For Cronin, it’s a scenario that’s unlikely - and focusing on such a negative outcome is to miss much, much wider positives.
“I don’t think [using robots to create drugs] will be the end of drug prohibition,” he says. “I mean, if someone went to a local hardware store right now, they could buy the chemicals and the equipment to make all sorts of drugs. It would take them ages, and they’d get in trouble, and it would still be illegal. And, in the end, they wouldn’t have a pure substance that they should trust anyone to take. The reason why we trust the pharma companies is that they produce drugs to a very high standard of purity. If one was to go and take this device into their garage and hack it to make a recreational drug, there would be a very high probability that that individual was actually giving themselves a poison. You don’t go to B&Q and buy some paintstripper and creosote and drink it thinking you might get a buzz, because you think, ‘No, I don’t want to die’.

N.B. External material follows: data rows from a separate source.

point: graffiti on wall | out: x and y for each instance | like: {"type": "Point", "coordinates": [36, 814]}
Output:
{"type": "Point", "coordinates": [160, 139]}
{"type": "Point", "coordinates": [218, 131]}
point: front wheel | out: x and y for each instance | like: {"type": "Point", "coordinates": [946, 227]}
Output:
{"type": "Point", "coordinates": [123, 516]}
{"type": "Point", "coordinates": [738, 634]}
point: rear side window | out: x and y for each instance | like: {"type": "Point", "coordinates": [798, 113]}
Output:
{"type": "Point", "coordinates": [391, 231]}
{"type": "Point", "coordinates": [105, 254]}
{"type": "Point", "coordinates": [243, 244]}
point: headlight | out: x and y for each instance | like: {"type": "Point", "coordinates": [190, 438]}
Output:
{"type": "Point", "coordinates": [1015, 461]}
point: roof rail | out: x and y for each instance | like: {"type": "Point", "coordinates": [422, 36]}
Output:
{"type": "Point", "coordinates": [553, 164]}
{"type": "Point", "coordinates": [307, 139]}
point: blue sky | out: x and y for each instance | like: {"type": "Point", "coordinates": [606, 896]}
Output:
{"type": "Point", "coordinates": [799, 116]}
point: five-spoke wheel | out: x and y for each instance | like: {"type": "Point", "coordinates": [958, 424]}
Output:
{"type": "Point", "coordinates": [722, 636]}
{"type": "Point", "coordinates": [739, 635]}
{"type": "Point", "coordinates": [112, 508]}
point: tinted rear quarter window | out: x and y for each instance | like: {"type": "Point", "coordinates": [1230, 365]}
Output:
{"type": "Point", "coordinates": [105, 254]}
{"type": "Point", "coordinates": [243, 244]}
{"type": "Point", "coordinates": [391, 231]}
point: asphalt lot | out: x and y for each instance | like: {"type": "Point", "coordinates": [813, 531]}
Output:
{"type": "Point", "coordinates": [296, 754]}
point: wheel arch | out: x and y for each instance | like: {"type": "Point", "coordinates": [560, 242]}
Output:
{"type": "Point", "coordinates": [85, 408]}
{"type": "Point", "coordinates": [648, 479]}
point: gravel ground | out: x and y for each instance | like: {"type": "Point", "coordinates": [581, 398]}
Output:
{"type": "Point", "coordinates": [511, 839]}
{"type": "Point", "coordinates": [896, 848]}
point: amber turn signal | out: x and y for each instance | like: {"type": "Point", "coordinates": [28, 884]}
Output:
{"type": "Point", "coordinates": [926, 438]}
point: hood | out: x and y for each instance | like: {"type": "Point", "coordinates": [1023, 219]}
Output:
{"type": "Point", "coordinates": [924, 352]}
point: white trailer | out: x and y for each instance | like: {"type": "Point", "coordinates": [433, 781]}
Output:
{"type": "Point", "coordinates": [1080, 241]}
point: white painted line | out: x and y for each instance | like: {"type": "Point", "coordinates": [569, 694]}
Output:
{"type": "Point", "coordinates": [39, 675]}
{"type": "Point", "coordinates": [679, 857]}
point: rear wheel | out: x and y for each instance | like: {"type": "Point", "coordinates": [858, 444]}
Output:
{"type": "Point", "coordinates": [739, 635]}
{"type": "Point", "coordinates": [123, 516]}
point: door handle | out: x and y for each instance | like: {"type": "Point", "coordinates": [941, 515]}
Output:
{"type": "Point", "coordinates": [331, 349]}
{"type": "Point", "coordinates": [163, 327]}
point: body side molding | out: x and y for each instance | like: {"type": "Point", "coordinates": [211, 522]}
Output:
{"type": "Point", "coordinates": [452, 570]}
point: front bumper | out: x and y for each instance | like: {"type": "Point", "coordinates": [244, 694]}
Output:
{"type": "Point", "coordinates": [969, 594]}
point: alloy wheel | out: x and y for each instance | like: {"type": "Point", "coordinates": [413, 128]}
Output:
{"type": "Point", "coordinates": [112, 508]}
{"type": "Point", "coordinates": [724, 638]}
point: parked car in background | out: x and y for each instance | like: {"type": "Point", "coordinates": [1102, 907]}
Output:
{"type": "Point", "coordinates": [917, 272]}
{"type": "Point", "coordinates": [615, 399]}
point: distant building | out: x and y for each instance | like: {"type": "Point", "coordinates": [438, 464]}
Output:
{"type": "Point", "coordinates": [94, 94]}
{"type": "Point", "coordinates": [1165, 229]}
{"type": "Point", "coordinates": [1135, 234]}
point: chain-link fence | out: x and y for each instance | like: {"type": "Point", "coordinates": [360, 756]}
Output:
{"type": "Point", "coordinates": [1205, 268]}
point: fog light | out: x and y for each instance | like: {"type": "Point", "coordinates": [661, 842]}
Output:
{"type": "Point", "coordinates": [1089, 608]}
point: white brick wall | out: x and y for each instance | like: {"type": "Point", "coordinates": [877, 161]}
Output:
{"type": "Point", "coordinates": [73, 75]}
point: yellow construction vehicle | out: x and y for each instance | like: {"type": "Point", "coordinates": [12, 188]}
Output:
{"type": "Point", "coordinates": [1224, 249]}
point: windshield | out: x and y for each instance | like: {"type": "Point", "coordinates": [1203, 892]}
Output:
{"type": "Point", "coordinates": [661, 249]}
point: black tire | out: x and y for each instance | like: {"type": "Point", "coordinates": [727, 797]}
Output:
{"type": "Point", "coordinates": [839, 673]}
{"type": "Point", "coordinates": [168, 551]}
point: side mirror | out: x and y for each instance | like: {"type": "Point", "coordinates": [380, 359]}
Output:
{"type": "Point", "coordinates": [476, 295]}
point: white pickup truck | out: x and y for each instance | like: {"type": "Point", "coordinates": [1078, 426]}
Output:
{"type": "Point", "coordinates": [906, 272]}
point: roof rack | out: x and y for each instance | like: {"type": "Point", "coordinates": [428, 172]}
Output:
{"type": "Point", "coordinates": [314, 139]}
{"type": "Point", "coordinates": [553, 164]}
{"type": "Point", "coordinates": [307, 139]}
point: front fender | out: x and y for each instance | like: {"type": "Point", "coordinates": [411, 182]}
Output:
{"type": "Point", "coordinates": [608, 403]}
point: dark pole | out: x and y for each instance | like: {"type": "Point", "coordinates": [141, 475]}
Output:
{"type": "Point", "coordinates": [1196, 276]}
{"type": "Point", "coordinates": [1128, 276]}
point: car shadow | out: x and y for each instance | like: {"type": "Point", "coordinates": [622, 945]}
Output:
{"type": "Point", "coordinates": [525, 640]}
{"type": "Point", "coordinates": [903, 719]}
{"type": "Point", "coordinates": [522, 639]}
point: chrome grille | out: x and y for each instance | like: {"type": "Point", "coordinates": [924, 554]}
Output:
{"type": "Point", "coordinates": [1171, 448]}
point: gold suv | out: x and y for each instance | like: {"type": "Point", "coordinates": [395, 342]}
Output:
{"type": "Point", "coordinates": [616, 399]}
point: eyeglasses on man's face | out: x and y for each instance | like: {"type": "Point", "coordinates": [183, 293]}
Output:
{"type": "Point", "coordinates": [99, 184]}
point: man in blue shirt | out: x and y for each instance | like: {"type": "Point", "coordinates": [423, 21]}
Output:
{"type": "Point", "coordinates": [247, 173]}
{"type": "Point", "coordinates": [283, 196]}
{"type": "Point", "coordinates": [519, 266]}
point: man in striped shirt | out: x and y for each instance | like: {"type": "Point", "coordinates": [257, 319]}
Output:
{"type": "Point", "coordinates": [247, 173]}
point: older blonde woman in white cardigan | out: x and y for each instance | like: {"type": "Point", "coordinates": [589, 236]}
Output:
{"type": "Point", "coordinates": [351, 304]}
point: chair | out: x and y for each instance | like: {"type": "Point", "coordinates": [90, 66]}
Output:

“Will [this technology] increase access to [illegal] drugs? No, it will not change anything fundamentally from what is possible illegally now. But what it aims to do is dramatically lower the cost of drug manufacturing and open up access to the world to medicine - it would allow the entire inventory of known drugs to be made again, even if they are ‘out of print’, i.e. not being made today in a big manufacturing facility. [But even if it could], the thought experiment is: how many millions of people suffer from drugs problems? And how many billions of people die because they have no medicine?”
A Planet-Sized Lab
If not street drugs and piracy, then, what will chemical robotics mean for future chemists and medicine research? Cronin’s answer is a grand networking of expertise: a global research collaboration between chemists and pharmaceutical companies to effectively bring every far-flung team of scientists together into a giant, planet-sized lab.
“I see... chemists collaborating around the world to share recipes to look for new drugs for curing cancer or Alzheimer’s,” he says. “Right now, lots of chemists make molecules in their labs, but they don’t have a very good way of ensuring these are reproducible so these compounds are easily available to the drug companies so they can investigate them. And no-one has a common standard.
“The nice thing right now is that people can write code in the digital world, and that code can be tested universally. You know, I could write an app, release on the Apple App Store and you could download it on your iPhone and play with the app. If we could do the same thing with molecules, and drug companies are going to test them against Alzheimer’s, diabetes and so on, this approach might radically change the way we explore drug discovery.”
Lee Cronin is Regius Chair of Chemistry in the chemistry department at the University of Glasgow.